Cependant, je me rends compte du danger de l’amateurisme et de la nécessité d’un minimum de professionnalisme lorsqu’on est pasteur. Par exemple, nous sommes tenus à un devoir de réserve, voire au secret professionnel, nous devons avoir les bons réflexes si nous sommes témoins de maltraitance envers une personne vulnérable, de violences sexistes ou sexuelles, nous assurons des relations publiques parfois complexes, nous prenons la parole et nos propos sont diffusés sur internet, sans parler de ce que nous écrivons… En somme, un pasteur doit « avoir du métier » même si sa fonction n’en est pas vraiment un.
Je compare volontiers un pasteur à un artisan.

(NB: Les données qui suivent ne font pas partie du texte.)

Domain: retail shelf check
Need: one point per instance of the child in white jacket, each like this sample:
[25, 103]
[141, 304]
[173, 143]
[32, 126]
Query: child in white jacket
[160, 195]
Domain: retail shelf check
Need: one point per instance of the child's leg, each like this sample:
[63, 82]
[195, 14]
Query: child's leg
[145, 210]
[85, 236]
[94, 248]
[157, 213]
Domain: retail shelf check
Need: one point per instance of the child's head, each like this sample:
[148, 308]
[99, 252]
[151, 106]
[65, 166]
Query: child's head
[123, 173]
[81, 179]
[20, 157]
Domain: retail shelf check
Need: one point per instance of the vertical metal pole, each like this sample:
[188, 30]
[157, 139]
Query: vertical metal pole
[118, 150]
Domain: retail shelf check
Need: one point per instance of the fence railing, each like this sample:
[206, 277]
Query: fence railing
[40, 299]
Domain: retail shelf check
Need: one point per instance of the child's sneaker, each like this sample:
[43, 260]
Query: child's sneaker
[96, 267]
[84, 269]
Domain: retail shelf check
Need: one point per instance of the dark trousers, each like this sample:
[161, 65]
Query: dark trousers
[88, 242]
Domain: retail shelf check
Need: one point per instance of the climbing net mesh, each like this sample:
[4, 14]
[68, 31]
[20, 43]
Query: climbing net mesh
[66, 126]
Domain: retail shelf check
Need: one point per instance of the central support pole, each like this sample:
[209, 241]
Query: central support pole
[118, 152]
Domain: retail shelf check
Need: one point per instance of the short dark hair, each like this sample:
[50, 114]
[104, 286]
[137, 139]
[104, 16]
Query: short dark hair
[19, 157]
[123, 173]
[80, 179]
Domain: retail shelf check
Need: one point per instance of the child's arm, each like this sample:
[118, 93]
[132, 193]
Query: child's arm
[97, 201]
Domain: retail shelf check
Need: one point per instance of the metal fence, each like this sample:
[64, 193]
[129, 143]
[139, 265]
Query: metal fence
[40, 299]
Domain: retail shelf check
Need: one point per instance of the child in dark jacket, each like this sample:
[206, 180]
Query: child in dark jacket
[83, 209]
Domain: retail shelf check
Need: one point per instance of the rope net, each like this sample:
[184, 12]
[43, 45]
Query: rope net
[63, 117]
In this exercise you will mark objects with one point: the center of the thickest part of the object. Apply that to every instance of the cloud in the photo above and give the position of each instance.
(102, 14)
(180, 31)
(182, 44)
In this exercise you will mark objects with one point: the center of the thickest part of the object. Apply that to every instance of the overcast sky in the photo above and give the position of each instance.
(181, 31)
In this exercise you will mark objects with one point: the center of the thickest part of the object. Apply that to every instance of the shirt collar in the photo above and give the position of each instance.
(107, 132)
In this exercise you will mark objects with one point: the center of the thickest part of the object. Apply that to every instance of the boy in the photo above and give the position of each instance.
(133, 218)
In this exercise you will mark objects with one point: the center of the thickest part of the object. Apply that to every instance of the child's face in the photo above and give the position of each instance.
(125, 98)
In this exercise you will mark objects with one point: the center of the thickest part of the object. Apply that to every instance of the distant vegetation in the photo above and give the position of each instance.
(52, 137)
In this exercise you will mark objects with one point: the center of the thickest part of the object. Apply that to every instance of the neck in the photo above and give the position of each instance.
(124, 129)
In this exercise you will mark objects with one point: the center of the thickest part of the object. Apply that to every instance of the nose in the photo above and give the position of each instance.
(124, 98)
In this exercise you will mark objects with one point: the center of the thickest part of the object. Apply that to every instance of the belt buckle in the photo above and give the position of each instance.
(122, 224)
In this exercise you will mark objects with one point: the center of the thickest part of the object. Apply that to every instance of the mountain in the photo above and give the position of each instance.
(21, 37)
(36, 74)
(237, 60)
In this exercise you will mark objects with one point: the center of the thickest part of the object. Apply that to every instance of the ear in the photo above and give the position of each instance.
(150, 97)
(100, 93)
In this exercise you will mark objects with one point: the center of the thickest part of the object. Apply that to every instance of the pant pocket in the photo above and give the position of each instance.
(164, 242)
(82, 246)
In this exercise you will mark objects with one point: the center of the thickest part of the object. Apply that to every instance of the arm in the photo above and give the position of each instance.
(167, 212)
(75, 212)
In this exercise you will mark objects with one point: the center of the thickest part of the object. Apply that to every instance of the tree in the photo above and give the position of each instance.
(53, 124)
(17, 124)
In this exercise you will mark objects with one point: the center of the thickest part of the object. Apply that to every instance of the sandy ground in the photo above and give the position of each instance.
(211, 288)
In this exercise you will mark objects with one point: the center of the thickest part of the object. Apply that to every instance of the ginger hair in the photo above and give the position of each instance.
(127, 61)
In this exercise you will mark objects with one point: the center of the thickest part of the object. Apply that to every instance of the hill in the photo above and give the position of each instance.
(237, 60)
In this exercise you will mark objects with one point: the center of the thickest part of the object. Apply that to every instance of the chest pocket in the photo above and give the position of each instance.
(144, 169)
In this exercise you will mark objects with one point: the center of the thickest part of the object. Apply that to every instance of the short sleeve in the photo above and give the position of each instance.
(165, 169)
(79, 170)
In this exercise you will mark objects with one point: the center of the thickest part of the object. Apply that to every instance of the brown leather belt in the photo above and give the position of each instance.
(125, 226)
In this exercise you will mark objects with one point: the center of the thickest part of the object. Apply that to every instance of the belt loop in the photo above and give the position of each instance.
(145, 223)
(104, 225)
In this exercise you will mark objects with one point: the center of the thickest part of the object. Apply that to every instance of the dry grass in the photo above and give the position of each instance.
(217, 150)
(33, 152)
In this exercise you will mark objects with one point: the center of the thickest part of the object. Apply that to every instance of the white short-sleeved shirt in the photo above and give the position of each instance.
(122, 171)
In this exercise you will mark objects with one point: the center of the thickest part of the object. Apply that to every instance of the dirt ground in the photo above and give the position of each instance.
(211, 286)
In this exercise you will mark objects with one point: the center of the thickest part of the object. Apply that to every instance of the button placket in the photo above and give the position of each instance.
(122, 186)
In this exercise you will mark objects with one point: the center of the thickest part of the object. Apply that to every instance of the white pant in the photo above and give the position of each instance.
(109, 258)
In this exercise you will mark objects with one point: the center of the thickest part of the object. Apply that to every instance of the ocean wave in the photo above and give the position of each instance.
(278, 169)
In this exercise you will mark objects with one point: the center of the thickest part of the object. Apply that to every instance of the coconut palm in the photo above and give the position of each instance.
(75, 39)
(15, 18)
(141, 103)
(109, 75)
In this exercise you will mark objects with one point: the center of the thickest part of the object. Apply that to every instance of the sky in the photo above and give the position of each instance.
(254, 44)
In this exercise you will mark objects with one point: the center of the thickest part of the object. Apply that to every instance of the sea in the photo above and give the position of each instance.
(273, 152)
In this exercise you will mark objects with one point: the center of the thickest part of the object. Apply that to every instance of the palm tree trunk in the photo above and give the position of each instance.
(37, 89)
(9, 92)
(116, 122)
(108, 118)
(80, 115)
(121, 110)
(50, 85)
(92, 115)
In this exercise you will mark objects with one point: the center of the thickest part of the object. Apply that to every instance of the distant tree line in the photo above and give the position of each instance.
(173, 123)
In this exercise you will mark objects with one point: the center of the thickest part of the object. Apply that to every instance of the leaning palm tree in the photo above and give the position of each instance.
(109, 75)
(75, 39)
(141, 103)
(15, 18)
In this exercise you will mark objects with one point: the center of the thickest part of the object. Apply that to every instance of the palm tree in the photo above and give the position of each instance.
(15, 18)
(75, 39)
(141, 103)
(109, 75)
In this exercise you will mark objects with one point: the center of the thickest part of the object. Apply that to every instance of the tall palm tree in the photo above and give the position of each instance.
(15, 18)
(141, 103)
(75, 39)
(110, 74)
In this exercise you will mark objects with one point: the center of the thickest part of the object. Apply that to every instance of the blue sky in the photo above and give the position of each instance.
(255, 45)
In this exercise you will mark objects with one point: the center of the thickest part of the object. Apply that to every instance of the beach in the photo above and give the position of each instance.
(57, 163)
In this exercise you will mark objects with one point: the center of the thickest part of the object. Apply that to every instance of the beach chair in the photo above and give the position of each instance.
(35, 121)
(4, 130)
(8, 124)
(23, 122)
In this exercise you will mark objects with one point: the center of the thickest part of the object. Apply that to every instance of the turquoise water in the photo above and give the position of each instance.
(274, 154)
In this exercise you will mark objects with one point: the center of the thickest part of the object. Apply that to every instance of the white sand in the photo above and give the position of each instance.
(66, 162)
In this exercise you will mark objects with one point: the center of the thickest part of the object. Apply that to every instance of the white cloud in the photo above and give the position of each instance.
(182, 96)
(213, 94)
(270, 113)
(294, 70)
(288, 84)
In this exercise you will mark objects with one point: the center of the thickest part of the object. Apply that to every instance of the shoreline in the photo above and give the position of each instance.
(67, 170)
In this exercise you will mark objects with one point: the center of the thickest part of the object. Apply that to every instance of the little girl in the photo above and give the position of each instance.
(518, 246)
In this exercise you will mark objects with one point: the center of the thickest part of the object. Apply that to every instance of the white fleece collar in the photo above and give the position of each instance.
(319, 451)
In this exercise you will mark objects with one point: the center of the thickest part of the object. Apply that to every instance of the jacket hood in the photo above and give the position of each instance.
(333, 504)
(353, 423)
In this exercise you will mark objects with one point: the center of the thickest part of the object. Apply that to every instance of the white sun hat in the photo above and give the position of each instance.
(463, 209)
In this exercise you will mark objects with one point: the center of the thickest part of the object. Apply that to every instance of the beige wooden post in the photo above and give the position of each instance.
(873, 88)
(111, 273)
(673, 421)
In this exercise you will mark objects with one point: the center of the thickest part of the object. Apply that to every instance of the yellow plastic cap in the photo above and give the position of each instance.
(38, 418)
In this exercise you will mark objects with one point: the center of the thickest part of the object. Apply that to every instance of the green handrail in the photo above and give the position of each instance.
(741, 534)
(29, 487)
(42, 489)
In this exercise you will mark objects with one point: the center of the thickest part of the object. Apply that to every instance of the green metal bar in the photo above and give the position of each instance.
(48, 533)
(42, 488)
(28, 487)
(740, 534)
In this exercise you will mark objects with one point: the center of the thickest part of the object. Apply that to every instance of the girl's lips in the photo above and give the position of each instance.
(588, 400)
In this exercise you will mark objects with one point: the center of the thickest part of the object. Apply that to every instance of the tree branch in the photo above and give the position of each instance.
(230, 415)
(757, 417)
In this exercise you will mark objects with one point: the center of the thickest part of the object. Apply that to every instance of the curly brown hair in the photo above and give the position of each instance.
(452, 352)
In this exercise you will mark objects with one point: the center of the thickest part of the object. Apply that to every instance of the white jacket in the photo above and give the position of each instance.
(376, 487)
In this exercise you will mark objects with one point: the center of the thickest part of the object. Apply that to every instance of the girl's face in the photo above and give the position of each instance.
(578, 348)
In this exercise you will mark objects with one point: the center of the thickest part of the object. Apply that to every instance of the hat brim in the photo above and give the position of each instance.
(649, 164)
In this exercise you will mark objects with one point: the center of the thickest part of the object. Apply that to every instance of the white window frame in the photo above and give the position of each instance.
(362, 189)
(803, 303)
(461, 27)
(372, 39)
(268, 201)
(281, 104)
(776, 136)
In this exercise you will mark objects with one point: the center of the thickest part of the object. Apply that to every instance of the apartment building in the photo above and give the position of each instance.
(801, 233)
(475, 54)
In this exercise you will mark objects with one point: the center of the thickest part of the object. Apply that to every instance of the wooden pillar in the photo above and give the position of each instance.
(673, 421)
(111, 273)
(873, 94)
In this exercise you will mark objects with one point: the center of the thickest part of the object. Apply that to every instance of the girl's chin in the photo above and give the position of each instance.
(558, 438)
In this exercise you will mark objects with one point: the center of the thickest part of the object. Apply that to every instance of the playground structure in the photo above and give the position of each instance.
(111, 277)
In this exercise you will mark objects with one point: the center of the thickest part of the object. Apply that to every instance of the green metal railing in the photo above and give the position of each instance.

Ses horaires se calent sur les besoins de son activité ; il est responsable de sa production, de son travail, et doit l’assumer ; il aime ce qu’il fait, et agit souvent avec passion. Cette comparaison a bien sûr ses limites : le pasteur agit en communauté, travaille en équipe, motive du bénévolat, anime, suscite, impulse, encourage, veille. Mais il y a aussi un côté solitaire de sa fonction, des préparations, de la réflexion, des visites à assumer, des entretiens, de l’organisation, et bien sûr de la piété personnelle, de la prière... Certains artisans n’ont pas leurs week-ends, comme les boulangers… les pasteurs non-plus ! L’emploi du temps pastoral a ses contraintes, même pendant la semaine : dans ma vie de père de famille, j’ai pris beaucoup plus de repas de midi avec mon épouse et mes enfants que de repas du soir, en raison des nombreuses réunions de fin de journée.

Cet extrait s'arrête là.